Cuando el candidato no existe: el nuevo fraude que amenaza al reclutamiento

Cuando el candidato no existe: el nuevo fraude que amenaza al reclutamiento

Por Sofía Gómez

Currículums impecables, entrevistas fluidas, referencias que responden rápido y confirman todo. Hasta hace poco, ese combo era una buena noticia para cualquier equipo de reclutamiento. En 2026, puede ser una señal de alerta.

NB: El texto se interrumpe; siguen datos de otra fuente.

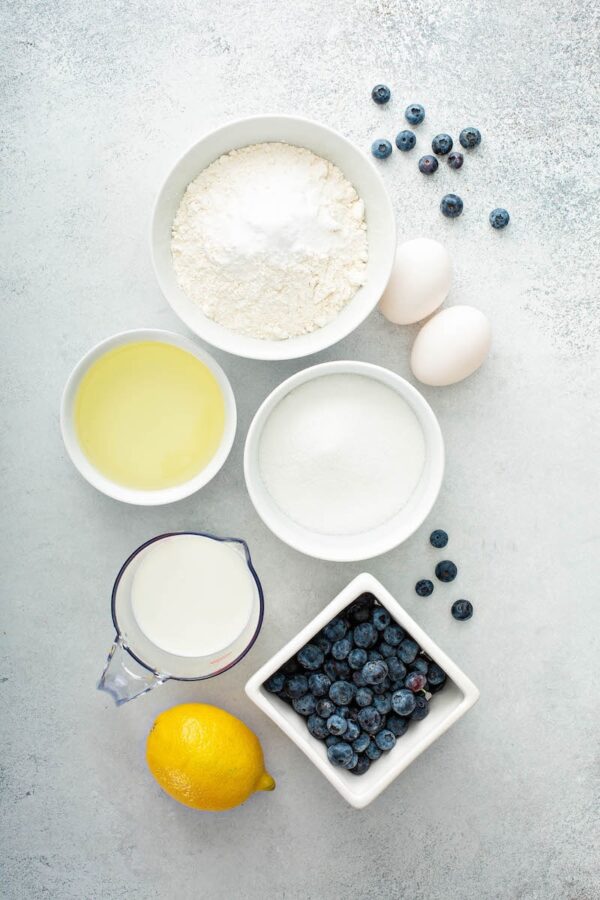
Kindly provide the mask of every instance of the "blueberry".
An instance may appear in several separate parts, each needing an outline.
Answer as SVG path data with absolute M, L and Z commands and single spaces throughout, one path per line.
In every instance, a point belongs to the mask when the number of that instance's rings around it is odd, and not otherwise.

La inteligencia artificial está cambiando las reglas del juego en los procesos de selección, y no solo para hacerlos más eficientes. También los volvió más vulnerables.

 

El Informe de Suplantación de Personal 2026, elaborado por la empresa de prevención de fraude Nametag, y según lo publicado por The HR Digest advierte que los ataques de fraude basados en IA crecerán de forma significativa el próximo año, con la contratación como uno de los principales puntos de entrada.

 

La razón es simple: hoy es más fácil que nunca crear una identidad laboral falsa que parezca real.

 

La IA generativa permite falsificar postulaciones completas, perfiles profesionales, audios y videos de entrevistas mediante deepfakes.

 

Con información disponible públicamente desde LinkedIn hasta redes sociales antiguas, los estafadores pueden construir personajes digitales creíbles, difíciles de distinguir de un candidato real. En procesos remotos, donde no hay interacción presencial, el riesgo se multiplica.

 

Aunque las verificaciones de antecedentes y las llamadas de referencia siguen siendo herramientas clave, también se han vuelto más fáciles de manipular. Correos falsos, números de contacto creados para validar identidades inexistentes y documentos alterados son parte del nuevo paisaje del reclutamiento. El fraude ya no es artesanal: es escalable.

 

Las consecuencias no son teóricas. En 2025, Amazon informó que bloqueó más de 1.800 postulaciones falsas vinculadas a redes organizadas, presuntamente asociadas a operaciones internacionales de fraude laboral.

 

Estos casos aceleraron las alertas regulatorias y abrieron la puerta a sanciones para empresas que no inviertan lo suficiente en controles de identidad y cumplimiento.

 

Pero el problema no termina en la contratación. Nametag también alerta sobre ataques de ingeniería social dirigidos a mesas de ayuda de TI, donde los delincuentes se hacen pasar por empleados para solicitar restablecimientos de contraseñas o accesos críticos. El phishing —incluidos correos que simulan provenir de RR.HH.— sigue creciendo, y ni siquiera los sistemas de autenticación multifactor están completamente a salvo.

 

Todo esto obliga a replantear una idea central: contratar no es solo evaluar habilidades, también es gestionar confianza. Y hoy, esa confianza necesita respaldo tecnológico, procesos más robustos y, sobre todo, coordinación entre RR.HH. y TI.

 

Capacitar a los equipos para detectar señales de fraude, invertir en verificación de identidad, reforzar protocolos de ciberseguridad y educar a los colaboradores sobre riesgos digitales ya no es opcional. En un escenario donde incluso el “empleado” puede ser una construcción artificial controlada por terceros, la prevención se vuelve una prioridad estratégica.